The antimicrobial activity of the tested EOs in this study was comparable to the activity of the antibacterial antibiotic ciprofloxacin and antimycotic fluconazole with the exception of the EO activity against Pseudomonas spp. The different antimicrobial resistance of both types of bacteria was probably due to the different structure and chemical composition of the cell wall of Gram-positive and Gram-negative bacteria. Indeed, the so-called “external membrane”, which is typical for Gram-negative bacteria, could prevent or delay the diffusion of the EO extract from the nutritive medium through the cell wall and membrane into the cytoplasm.

The EOs also demonstrated antimicrobial activity against three species of medically important yeasts belonging to the Candida genus. Overall, NAC species C. glabrata and C. tropicalis were more resistant in comparison with C. albicans.

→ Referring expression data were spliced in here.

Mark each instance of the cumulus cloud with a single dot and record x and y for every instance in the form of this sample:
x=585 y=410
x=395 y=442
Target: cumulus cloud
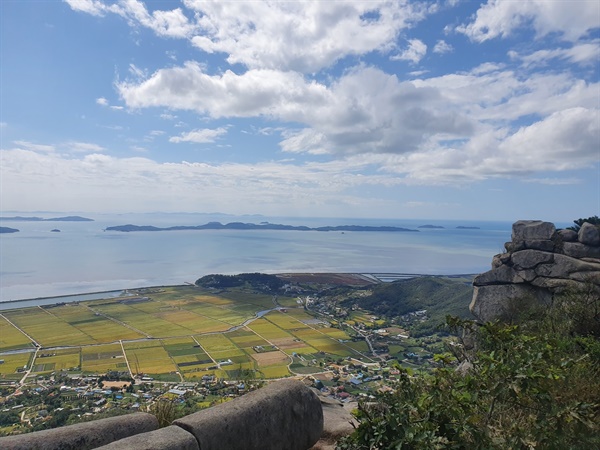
x=267 y=187
x=83 y=147
x=201 y=136
x=172 y=23
x=584 y=54
x=93 y=7
x=442 y=47
x=365 y=110
x=500 y=18
x=299 y=36
x=104 y=102
x=414 y=53
x=26 y=145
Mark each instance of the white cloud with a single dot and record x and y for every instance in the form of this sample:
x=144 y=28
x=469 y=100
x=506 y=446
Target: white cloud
x=442 y=47
x=414 y=53
x=26 y=145
x=104 y=102
x=201 y=136
x=97 y=182
x=173 y=23
x=366 y=110
x=584 y=54
x=83 y=147
x=93 y=7
x=299 y=36
x=553 y=181
x=571 y=20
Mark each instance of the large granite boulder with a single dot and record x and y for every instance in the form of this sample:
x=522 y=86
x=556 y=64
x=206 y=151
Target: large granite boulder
x=540 y=263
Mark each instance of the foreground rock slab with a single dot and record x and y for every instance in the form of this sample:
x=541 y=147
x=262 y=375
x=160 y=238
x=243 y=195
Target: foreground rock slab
x=83 y=436
x=286 y=415
x=540 y=263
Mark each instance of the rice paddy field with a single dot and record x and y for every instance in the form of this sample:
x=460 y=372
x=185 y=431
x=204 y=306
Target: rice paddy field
x=172 y=333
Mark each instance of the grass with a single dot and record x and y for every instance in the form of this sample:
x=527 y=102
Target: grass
x=46 y=328
x=189 y=326
x=54 y=360
x=8 y=369
x=99 y=359
x=11 y=338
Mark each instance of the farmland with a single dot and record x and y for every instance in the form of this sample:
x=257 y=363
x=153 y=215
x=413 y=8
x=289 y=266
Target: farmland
x=171 y=334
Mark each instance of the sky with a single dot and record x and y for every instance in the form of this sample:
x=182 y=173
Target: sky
x=445 y=109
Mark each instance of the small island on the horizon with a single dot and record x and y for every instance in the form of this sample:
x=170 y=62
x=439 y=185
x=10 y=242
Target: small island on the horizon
x=52 y=219
x=253 y=226
x=8 y=230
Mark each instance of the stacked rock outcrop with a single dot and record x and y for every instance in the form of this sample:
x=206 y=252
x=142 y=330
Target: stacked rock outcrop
x=540 y=263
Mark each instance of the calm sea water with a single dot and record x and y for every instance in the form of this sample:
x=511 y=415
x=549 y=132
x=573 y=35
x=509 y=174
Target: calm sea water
x=84 y=258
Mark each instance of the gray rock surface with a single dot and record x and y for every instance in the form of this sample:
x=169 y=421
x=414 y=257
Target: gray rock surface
x=589 y=235
x=529 y=230
x=285 y=415
x=540 y=263
x=337 y=422
x=82 y=436
x=568 y=235
x=168 y=438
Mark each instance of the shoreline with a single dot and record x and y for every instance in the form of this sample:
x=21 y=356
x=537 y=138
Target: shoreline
x=373 y=277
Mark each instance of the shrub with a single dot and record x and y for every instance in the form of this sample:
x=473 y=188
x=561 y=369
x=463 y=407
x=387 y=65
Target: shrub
x=535 y=384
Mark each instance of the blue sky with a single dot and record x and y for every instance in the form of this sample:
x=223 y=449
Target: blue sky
x=436 y=109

The results from this study confirmed published data on the antimicrobial activities of laurel EOs (El et al., 2014; Goudjil et al., 2015). However, in some of the previous reports, the laurel leaf EO was isolated following different methods, and the plant material originated from other locations with different environmental conditions.

The results from this research were utilized by members of the author's team for the development of documentation needed for steam distillation processing equipment and facility of laurel leaves from wild trees around the Bulgarian monastery in Mount Athos, Greece. Consequently, in 2019, laurel leaves EO was isolated at this processing facility. The resulting EO is currently being evaluated for its utilization in various food, cosmetic and other consumer products, subject to further research by the research team. In addition, members of the research team are developing documentation for the industrial processing of the wild grown laurel around the village of Meria, Georgia.

4. Conclusions

This study found significant dissimilarities in the chemical profile of laurel leaf EOs from Greece and Georgia. Derivates of hydroxycinnamic and hydroxybenzoic acids, flavonols and flavons dominated in the laurel leaves from Greece, whereas the dominant compounds in the Georgian leaves were the group of conjugated cinnamic acids. The main group of constituents in the EOs from Greek and Georgian laurel leaves was composed of the oxygen monoterpenes 1,8-cineole, α-terpinyl acetate, α-terpineol, and terpinen-4-ol. The EOs demonstrated antimicrobial activity against pathogenic and spoilage microorganisms. Laurel plants from Greece and Georgia show promise as a new source of laurel leaves for the international spice market.

Declarations

Author contribution statement

Galina Stefanova, Tanya Girova, Velizar Gochev, Magdalena Stoyanova, Zhana Petkova, Valtcho D. Zheljazkov: Performed the experiments; Analyzed and interpreted the data; Wrote the paper.

Albena Stoyanova: Conceived and designed the experiments; Performed the experiments; Analyzed and interpreted the data; Wrote the paper.

Funding statement

This research did not receive any specific grants from funding agencies in the public, commercial, or not-for-profit organization. APC was paid by startup funds of Oregon State University awarded to Dr. Valtcho D. Jeliazkov (Zheljazkov).

Data Availability Statement

Data included in article.

Declaration of interests statement

The authors declare no conflict of interest.

Additional information

No additional information is available for this paper.